As shown in Fig. 6, the stationary distribution of the states (the combinatorial drug concentrations) of the Markov chain model are convergent to the drug response functions of the cells. Figure 6A(a) and B (a) are the two response functions of the cell lines, MCF-7 and BXPC-3, under the action of the combinatorial drugs respectively (the green circle is the maximum value of the drug response function). Figure 6A(b)–(f) and B(b)–(f) are the stationary distribution at the selected iterations. (The red circle is the maximum point found at the corresponding iteration.) The number of interval iterations between each graph is 10 steps. It can be concluded that the stationary distributions of the combinatorial drug concentrations varied as the transition probability matrices were updated. Finally, the pattern shapes of the stationary distribution is convergent and similar to the corresponding drug response functions. At approximately 20 iterations, the optimal drug concentrations can be found, which explains why the Markov chain-based algorithm performs very well for optimizing the combinatorial drug concentrations.

Fig. 6
figure 6

Stationary distributions of the states of the Markov chain models are convergent to the shapes similar to the drug response functions as the transition probability matrices are updated, and the optimal combinatorial drug concentrations correspond to the maximum points on the convergent pattern of the stationary distribution

Conclusion

In this study, a novel Markov chain-based approach was proposed to solve the problem of the concentration optimization of combinatorial drugs. Its basic principle was introduced and the detailed algorithm was depicted in a general case. Both simulation and biological experiments were implemented to validate the proposed approach and to compare its performance with five benchmark algorithms, GG, MGG, DE, CAPR and s-FSC, in a FSC framework. The simulation experiments were conducted with the response functions of single drug, two drugs, and three drugs, and the biological experiments were carried out in the case of two drugs with two types of cells, respectively The performances of the Markov chain-based approach and the benchmark algorithms were evaluated using two measurements, the success rate and the number of iteration, indicating the reliability and efficiency of a algorithm to seek the global optimum. The experimental results and the comparisons between the proposed method and the benchmark algorithms demonstrate that the Markov chain-based approach is much more reliable and efficient than the selected benchmark algorithms in the FSC framework.

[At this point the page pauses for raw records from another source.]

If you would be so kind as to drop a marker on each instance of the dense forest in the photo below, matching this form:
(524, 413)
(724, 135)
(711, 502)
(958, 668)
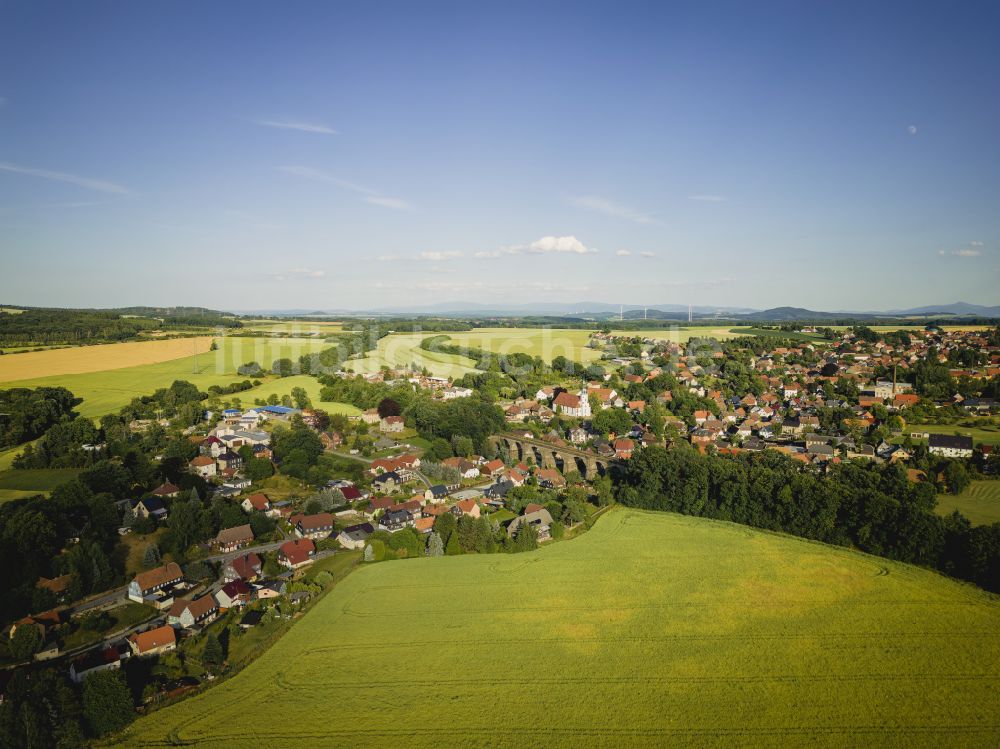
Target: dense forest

The Markov chain-based algorithms can always succeed in achieving the optimal solutions with much less computational iterations. Moreover, considering that the time spent in the biological experiments is much more than the computational time, the Markov chain-based approach allows parallel experiments at the selected set of drug concentrations and could save lots of time in the biological experiments, and therefore the proposed method will be much more efficient than the benchmark algorithms in the practical application.